- Born: Alex James Gong October 14, 1970 Boston, Massachusetts, United States
- Died: August 1, 2003 (aged 32) San Francisco, California, United States
- Other names: F-14
- Nationality: United States
- Height: 5 ft 11 in (1.80 m)
- Weight: 155 lb (70 kg; 11.1 st)
- Division: Super Welterweight Light Middleweight
- Style: Muay Thai
- Fighting out of: San Francisco, California, United States
- Team: Fairtex Gym

Kickboxing record
- Total: 29
- Wins: 27
- By knockout: 13
- Losses: 2
- Draws: 0

= Alex Gong =

American kickboxer (1970–2003)

Alexander James Gong (October 14, 1970 - August 1, 2003) was an American Muay Thai kickboxer.

==Early life==
Gong was born and raised in Boston. When he was 8, Alex Gong's parents went through an acrimonious divorce; during a dispute over custody, his father, James Gong, took the boy to India and Tibet, leaving him in the care of Children's Village, a boarding school in Dharamsala. Alex did not see his mother for nearly three years; when he was 11, he turned up at the United States embassy in Kathmandu, Nepal. At the time, he could not find his mother, Nita, because she had returned to using her maiden name (Tomaszewski) and was living in New Hampshire.
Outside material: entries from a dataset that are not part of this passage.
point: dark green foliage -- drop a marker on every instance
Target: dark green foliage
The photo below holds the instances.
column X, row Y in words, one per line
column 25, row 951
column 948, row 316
Gong stated in 2001 his interest in martial arts started when he was 5, crediting "those old Bruce Lee films". He did not speak much about his years in Dharamsala except to remark that he fought a lot as a kid. Gong dropped out of high school, but later enrolled at San Francisco State University and earned a business degree. In 1989, Gong met Chuck Norris at the Fresno Yosemite International Airport, where Gong was working at a ticket counter. Gong took up Muay Thai in 1993. Prior to that, Gong had trained in tai chi, aikido, taekwondo, karate, and judo.

==Career==
Gong was a world champion of ISKA World Muay Thai, Junior middleweight class. He won his world title in 1999. He defended his title on August 5, 2000. Gong also held a 2-0-0 record in K-1 including wins over Melvin Murray and Duane Ludwig.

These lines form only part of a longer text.